Hi Alex, we love a story, is storytelling a big part of your work?
Certainly, every piece has a story, although how this is manifested can be radically different. On one level, the algorithmic photographs are stories about time and place and our experience of being alive and in the world, and on another level they are about my travels and how the technique is developing with each photograph.
I make work that respond to important developments in science and technology such as my recent commission for the Francis Crick Institute that has cutting edge scientific imagery combined with an aesthetic investigation of the building and the scientists who work there combined into video artworks that play across a 28 screen sculpture.
In my video projection mapping work I create fictional stories that bring together complimentary and conflicting juxtapositions of imagery and music. Sometimes bizarre characters appear with their own complex back stories, sometimes there’s an arcing narrative, such as in my video projection mapping performance at Tate Modern a few years back.
With my interactive work, the participant completes the story by bringing their own presence and actions to it, which I find fascinating. The story of the creative process is entwined into even my most abstract generative video artworks.
Where do you get your inspiration?
Primarily through the collision between art and digital technologies. It was what got me excited about computers as a kid; what drove me to teach myself programming; and what keeps me excited now.
The line between digital and physical worlds has become so blurred through advancements in computing speed, size, and hardware interfaces that it is hard to see where people begin and end anymore.
The digital world is a physical thing, of course – we’re talking about pushing electrons about after all – but the speed and scale of this is so mind bending that we treat it as an ethereal other dimension that we interface with through screens, speakers, buttons, and sensors.
All my work lives on this boundary, whether it is technology augmenting our ability to see the world (e.g. algorithmic photography), reaching into the physical world (robot artworks), or being enveloped by the digital realm (virtual reality). This is why I have to employ such a wide range of technologies and techniques in my artistic practise.
What makes a great algorithmic photograph, and have your opinions changed over time?
A great algorithmic photograph captures a strong aesthetic impression of a period of time that can be immediately understood but holds up to being inspected in detail to reveal layers of subtle nuance over time. Some images are very abstracted, some are very minimal, and some are dense and have an intensity to them. When you see them in print, they change with the light of the day and draw your eyes to different parts. I feel they are alive with motion despite being still images.
My opinions have certainly changed, and they’re still evolving. It’s taken ten years of experimentation with these algorithms to the point where these pictures have taken form. That was a lot of learning about how computers record and store colour and motion and I’m still only scratching the surface.
What would you like to see the creative industries do more of?
I’d like to see more opportunities for long term collaborations with artists embedded into organisations with proper funding. This has been proven to be of extensive benefit to both the artists and host organisations in European projects that have trialled the model.
Also, every empty shop and office space forced by law to be available as an art space if left unoccupied for more than a month.
Do you have any advice for upcoming artists you wish someone had told you?
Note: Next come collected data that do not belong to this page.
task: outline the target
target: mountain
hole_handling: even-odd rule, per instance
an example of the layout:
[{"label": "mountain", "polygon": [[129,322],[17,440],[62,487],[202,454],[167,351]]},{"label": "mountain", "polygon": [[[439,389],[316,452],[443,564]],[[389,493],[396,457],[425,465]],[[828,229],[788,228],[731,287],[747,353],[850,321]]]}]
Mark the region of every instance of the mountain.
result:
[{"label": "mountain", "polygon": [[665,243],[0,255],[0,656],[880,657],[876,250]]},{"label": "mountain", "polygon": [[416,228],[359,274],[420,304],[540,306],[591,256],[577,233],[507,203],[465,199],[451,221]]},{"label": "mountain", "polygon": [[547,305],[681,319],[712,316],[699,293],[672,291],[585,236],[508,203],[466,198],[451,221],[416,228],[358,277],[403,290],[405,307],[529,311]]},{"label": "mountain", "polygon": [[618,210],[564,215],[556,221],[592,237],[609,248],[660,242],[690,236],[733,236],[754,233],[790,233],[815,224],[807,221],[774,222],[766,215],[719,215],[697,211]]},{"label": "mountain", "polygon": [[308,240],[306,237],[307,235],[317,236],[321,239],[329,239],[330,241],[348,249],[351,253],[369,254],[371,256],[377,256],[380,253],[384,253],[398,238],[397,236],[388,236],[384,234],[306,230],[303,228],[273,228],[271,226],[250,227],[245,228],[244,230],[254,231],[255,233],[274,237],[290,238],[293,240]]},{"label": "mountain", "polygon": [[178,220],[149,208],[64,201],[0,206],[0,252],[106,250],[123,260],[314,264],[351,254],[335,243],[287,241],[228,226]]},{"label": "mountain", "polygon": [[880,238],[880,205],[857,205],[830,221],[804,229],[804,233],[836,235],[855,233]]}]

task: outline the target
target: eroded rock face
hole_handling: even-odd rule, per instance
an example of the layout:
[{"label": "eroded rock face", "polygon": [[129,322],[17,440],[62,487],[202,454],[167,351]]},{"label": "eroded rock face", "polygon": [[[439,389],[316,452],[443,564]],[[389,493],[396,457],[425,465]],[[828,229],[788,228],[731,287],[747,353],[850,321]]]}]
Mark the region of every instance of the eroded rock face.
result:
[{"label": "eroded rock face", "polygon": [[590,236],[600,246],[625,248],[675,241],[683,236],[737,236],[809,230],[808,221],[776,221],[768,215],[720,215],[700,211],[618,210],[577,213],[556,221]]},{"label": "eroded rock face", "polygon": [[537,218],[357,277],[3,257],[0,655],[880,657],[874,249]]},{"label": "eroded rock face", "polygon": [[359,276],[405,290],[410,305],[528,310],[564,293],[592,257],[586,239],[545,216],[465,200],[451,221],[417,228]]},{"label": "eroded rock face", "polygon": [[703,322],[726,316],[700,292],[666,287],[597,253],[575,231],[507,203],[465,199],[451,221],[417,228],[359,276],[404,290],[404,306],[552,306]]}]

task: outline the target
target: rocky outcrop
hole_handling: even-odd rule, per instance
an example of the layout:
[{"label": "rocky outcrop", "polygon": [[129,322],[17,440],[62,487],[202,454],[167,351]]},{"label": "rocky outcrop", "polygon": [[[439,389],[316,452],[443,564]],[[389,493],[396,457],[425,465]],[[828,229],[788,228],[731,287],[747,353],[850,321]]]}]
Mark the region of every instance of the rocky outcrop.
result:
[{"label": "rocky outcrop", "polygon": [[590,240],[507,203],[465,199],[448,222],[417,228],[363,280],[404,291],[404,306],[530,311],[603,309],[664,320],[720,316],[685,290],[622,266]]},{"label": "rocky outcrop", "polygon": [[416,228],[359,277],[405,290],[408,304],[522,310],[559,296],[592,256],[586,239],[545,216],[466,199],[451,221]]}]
You can make a living at being an artist. Be friendly, be professional, be punctual, be respectful. Invoice on time and pay people on time. Don’t get put off making your true art by anyone. Travel the world.
Lastly, what’s next?
I launched my algorithmicphotography.com website to sell limited edition prints of work, and I’m in discussions about exhibitions, residencies, and commissions. I’ll be travelling to Tashkent in Uzbekistan in February, so am looking forward to taking photographs there.
There will be several exhibitions of my robot artworks over the year that I’ve made in collaboration with bio-artist Anna Dumitriu and the University of Hertfordshire, where we are both artists in residence. Our ArchaeaBot (a machine learning aquatic robot for a post climate change, post singularity world, based on the oldest life form on Earth: Archaea) is currently on show at IMPAKT in Utrecht alongside our Antisocial Swarm Robots.
Finally, I’ve started working on a new video sculpture that takes the form of a doll’s house incorporating video projection mapping and Pepper’s Ghost hologram illusions reflecting on the theme of uncertainty, which is the overriding emotion in the current sociopolitical and environmental landscape, and how technology is playing a part in that.
You can follow the development of all these works via my Instagram.
Inspiring stuff. Thank you so much for contributing to our 3×3 Instagallery!